Ultimately, the study “fundamentally changed how we view lung cancer in people who have never smoked,” said Swanton in a Crick Institute press release. “Cells with cancer-causing mutations accumulate naturally as we age, but they are normally inactive. We’ve demonstrated that air pollution wakes these cells up in the lungs, encouraging them to grow and potentially form tumors.”
Preventing cancer before it begins
Targeted therapies already exist for people with EGFR mutations who’ve developed NSCLC, but they have many side effects, according to Weeden. Researchers hope that making more definitive links between pollutants and cancer could help prevent people with EGFR or other mutations from developing lung cancer in the first place.
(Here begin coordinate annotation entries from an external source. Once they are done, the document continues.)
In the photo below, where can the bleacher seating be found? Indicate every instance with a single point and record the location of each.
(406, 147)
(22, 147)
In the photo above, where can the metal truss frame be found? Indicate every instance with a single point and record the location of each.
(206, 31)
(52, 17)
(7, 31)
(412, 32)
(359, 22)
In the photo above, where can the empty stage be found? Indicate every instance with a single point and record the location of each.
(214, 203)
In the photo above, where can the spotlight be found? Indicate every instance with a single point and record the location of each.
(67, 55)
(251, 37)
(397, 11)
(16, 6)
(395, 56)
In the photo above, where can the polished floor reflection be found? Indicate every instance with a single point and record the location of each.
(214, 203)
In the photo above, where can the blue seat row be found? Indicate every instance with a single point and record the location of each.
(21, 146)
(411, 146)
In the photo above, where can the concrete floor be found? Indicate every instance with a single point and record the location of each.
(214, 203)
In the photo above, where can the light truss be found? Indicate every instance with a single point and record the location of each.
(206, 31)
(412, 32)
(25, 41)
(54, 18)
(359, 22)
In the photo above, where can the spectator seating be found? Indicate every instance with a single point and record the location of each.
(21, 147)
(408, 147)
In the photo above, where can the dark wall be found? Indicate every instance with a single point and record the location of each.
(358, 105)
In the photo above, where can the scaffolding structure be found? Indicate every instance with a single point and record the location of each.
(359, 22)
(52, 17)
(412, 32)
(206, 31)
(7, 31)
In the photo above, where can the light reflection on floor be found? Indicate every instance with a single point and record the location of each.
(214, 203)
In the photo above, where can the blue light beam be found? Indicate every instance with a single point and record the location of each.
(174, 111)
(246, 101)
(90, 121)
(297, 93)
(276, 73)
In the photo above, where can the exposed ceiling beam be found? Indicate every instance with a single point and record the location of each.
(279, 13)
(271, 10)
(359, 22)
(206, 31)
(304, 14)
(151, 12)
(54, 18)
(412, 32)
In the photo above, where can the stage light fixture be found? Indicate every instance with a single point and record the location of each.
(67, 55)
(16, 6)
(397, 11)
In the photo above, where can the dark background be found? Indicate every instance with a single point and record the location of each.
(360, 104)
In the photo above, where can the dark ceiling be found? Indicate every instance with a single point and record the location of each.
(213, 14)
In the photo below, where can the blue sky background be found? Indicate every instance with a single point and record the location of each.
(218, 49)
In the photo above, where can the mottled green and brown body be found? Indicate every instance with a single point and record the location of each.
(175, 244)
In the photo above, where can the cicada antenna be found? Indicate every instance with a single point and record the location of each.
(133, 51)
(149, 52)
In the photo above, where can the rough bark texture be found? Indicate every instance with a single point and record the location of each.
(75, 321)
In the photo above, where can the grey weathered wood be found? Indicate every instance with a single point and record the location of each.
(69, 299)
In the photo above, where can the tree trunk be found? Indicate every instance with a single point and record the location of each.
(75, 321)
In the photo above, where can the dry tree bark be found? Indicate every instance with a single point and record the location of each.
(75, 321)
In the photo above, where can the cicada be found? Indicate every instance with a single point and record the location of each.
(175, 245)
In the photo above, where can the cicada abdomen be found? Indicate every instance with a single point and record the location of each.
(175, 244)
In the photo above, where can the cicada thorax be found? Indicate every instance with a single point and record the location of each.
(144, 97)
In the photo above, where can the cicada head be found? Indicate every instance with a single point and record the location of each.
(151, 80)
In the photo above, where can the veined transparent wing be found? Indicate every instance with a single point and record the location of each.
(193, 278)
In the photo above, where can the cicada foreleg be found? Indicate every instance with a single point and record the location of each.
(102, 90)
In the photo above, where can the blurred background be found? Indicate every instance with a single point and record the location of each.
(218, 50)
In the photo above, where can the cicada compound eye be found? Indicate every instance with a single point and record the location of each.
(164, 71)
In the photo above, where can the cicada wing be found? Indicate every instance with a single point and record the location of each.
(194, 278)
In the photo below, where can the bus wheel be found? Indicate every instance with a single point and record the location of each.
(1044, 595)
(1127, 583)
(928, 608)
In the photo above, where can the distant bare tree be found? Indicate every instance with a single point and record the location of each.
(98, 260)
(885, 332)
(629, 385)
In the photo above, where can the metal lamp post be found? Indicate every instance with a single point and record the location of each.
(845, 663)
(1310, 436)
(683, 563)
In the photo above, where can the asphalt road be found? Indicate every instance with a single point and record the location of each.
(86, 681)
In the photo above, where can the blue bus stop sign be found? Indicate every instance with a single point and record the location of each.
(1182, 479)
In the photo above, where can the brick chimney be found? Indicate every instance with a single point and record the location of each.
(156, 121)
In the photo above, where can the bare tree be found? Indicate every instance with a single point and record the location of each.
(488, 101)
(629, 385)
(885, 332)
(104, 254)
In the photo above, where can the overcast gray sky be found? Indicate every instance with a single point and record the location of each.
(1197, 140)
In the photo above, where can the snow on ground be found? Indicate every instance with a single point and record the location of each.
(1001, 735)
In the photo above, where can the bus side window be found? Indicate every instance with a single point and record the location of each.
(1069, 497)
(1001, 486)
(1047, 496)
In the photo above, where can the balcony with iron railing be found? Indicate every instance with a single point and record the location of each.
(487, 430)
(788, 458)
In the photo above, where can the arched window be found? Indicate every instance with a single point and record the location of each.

Along those lines, as an additional component of their study presented last month, the Crick researchers were able to prevent cancer in mice that had the EGFR mutations by blocking inflammation. They used an antibody to inhibit a protein called interleukin 1 beta, which plays a key role in inflammation. Scientists could eventually use such antibodies or other therapies to make a drug treatment that people can take to stop cancer in its tracks, even if they live in highly polluted areas.
Such potential could reach beyond lung cancer; in the past, Crick and other researchers have also found associations between exposure to air pollution and mesothelioma, as well as cancers of the small intestine, lip, mouth, and throat. These links could be meaningful to a growing number of people as climate change intensifies, and with increases in air pollution from fossil fuel combustion and natural disasters like forest fires.
Plus, air pollution is just one external condition that can flip the switch of these inflammatory pathways. Identifying a link between pollution and cancer “has wide ramifications for many other environmental factors that may [play] similar roles,” Weedon says. She hopes that the Crick study and future research in this area will offer some hope for non-smokers frustrated by cancer diagnoses.